Leonid Bershidsky*, Bloomberg/O Estado de S.Paulo

21 de fevereiro de 2014 | 03h23

Na terça-feira, Kiev, uma cidade normalmente calma de 2,8 milhões de habitantes, viu mais mortes em um único dia desde a 2ª Guerra. Pelo menos 25 pessoas perderam a vida, centenas ficaram feridas, muitos perderam olhos e braços, no que poderá ser o início de uma guerra civil na fronteira leste da União Europeia.

É fácil acusar o presidente Viktor Yanukovich, como o fez o chanceler da Suécia, Carl Bildt, num tuíte: "Sejamos claros: a responsabilidade pelas mortes e pela violência é do presidente Yanukovich. Ele tem sangue nas mãos". Como policiais também morreram, é igualmente fácil acusar os manifestantes radicais, como o fez o chanceler russo: "Sangue foi derramado em Kiev e outras cidades ucranianas na noite passada em consequência de atos criminosos de forças de oposição radicais".

Foram os dois lados que combateram nas ruas de Kiev, exibindo um ódio e uma crueldade animalescos numa escala não vista pela atual geração de ucranianos. No entanto, uma terceira parte também é culpada: os líderes e negociadores ocidentais que acompanham o conflito desde o início e perderam diversas oportunidades para evitá-lo.

Os protestos começaram em 21 de novembro, quando o governo ucraniano anunciou que não assinaria um acordo comercial e de associação com a UE. Yanukovich sucumbiu à pressão da Rússia, que deseja que a Ucrânia integre a união alfandegária com Casaquistão e a Bielo-Rússia, e ofereceu um pacote de ajuda de US$ 15 bilhões.

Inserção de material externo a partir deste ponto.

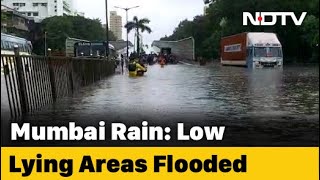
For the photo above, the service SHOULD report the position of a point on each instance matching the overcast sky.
(164, 15)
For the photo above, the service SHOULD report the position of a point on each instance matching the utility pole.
(107, 32)
(45, 43)
(127, 9)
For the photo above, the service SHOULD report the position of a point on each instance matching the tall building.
(116, 24)
(41, 9)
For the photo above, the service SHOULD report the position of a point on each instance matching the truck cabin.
(267, 51)
(166, 51)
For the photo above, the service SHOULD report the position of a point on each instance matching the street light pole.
(107, 31)
(127, 9)
(45, 43)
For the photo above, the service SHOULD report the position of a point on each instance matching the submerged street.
(274, 106)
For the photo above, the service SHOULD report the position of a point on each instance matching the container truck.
(252, 49)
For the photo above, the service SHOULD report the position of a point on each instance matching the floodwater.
(260, 107)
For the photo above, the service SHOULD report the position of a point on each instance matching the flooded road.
(260, 107)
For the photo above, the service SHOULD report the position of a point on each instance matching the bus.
(93, 49)
(9, 41)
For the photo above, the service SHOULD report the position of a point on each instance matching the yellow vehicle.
(136, 69)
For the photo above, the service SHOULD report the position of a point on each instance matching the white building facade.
(41, 9)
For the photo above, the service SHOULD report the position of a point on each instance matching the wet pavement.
(263, 107)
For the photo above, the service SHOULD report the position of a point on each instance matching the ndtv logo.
(260, 17)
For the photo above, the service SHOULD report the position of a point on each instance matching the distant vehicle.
(93, 49)
(252, 49)
(9, 41)
(170, 58)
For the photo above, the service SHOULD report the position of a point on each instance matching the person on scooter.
(136, 69)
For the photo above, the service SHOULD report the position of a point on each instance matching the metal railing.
(33, 82)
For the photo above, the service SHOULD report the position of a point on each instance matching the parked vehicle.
(252, 49)
(93, 49)
(9, 41)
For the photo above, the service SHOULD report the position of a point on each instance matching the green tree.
(137, 25)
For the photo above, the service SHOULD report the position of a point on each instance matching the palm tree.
(138, 24)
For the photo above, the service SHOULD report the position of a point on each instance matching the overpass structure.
(183, 49)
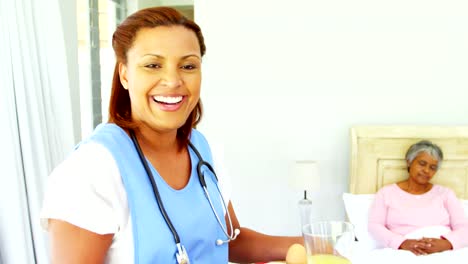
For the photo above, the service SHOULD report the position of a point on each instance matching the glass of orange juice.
(328, 242)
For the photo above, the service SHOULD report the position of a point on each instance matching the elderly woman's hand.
(437, 245)
(418, 247)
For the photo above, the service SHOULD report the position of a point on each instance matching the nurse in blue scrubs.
(143, 188)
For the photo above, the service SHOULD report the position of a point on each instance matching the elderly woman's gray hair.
(424, 146)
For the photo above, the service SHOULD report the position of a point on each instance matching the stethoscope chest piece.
(181, 255)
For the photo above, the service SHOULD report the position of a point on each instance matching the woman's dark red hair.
(120, 111)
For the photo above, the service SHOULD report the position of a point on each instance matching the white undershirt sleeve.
(84, 191)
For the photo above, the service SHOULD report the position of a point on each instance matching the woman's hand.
(437, 245)
(417, 246)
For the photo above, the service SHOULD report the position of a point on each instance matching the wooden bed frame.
(378, 156)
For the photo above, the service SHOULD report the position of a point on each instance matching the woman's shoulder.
(389, 188)
(442, 190)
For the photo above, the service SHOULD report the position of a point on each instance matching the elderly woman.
(407, 206)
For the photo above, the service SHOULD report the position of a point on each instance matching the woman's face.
(163, 76)
(423, 168)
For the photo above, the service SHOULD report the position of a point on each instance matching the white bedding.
(361, 255)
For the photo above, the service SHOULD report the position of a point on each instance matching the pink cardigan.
(396, 213)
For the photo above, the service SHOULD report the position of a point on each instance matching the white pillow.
(465, 206)
(357, 209)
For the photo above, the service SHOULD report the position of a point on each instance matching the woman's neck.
(156, 141)
(414, 188)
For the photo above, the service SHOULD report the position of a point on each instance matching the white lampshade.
(304, 175)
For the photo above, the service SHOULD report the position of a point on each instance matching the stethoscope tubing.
(202, 181)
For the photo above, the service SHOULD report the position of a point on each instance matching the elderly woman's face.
(423, 168)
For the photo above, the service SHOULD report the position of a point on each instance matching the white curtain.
(37, 127)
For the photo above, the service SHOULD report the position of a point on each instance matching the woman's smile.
(169, 103)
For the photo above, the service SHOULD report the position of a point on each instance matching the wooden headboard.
(378, 156)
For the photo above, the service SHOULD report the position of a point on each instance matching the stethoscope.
(181, 254)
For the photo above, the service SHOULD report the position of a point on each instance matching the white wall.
(285, 80)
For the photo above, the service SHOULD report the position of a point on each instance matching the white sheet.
(382, 256)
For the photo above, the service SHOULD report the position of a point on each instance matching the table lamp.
(304, 177)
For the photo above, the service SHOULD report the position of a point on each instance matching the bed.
(377, 159)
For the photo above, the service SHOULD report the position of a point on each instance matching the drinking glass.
(328, 242)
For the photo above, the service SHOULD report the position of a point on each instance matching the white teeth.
(168, 99)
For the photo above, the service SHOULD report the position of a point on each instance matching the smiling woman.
(124, 194)
(402, 208)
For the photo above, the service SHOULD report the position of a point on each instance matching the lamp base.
(305, 210)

Nesse momento, a UE tinha de oferecer um pacote de ajuda bastante atrativo também e o problema então seria resolvido. Somente um mês depois os burocratas europeus revelaram que não tinham condições de pagar pela adesão da Ucrânia.

Mas, quando decidiram apresentar uma oferta melhor, um pacote de US$ 27 bilhões, com auxílio do FMI, Yanukovich já tinha firmado o acordo com a Rússia e os estudantes que protestaram foram espancados pela polícia de choque em Kiev, o que levou a uma intensificação dos protestos e à construção das primeiras barricadas.

Em seguida, outra oportunidade perdida. Depois dos espancamentos de estudantes, os líderes ocidentais poderiam ter insistido mais para Yanukovich demitir seu governo e punir as autoridades responsáveis. Como ocorreu, o gabinete do então premiê Mykola Azarov, que não era tão apreciado pelo presidente, foi exonerado em janeiro, após tentativas de fazer votar diversas leis intolerantes, o que provocou as três primeiras mortes em Kiev.

Yanukovich ofereceu o posto de premiê para um parlamentar e um dos líderes da oposição, Arseni Yatsenyuk. No entanto, era tarde demais. Yatsenyuk, como outros opositores, sabia que as ruas o veriam como um colaborador covarde se aceitasse.

O presidente demorou para agir, mas isso representa também o fracasso de inúmeros mediadores internacionais que tentaram arrancar um acordo entre ele e a oposição. A escandalosa gravação de uma conversa da subsecretária de Estado dos EUA, Victoria Nuland, com o embaixador Geoffrey Pyatt, em que ela se referiu à UE com palavrões, revelou o quão ineficazes foram esses esforços e como os diplomatas ocidentais não conseguem se unir numa frente comum.

Os mediadores ocidentais tinham pulso forte para agir. A família e os amigos de Yanukovich têm ativos na Europa e em várias jurisdições offshore. O filho de Azarov vive em Viena, onde tem negócios. A revista austríaca Format publicou um fluxograma detalhando os negócios do clã Yanukovich no estrangeiro.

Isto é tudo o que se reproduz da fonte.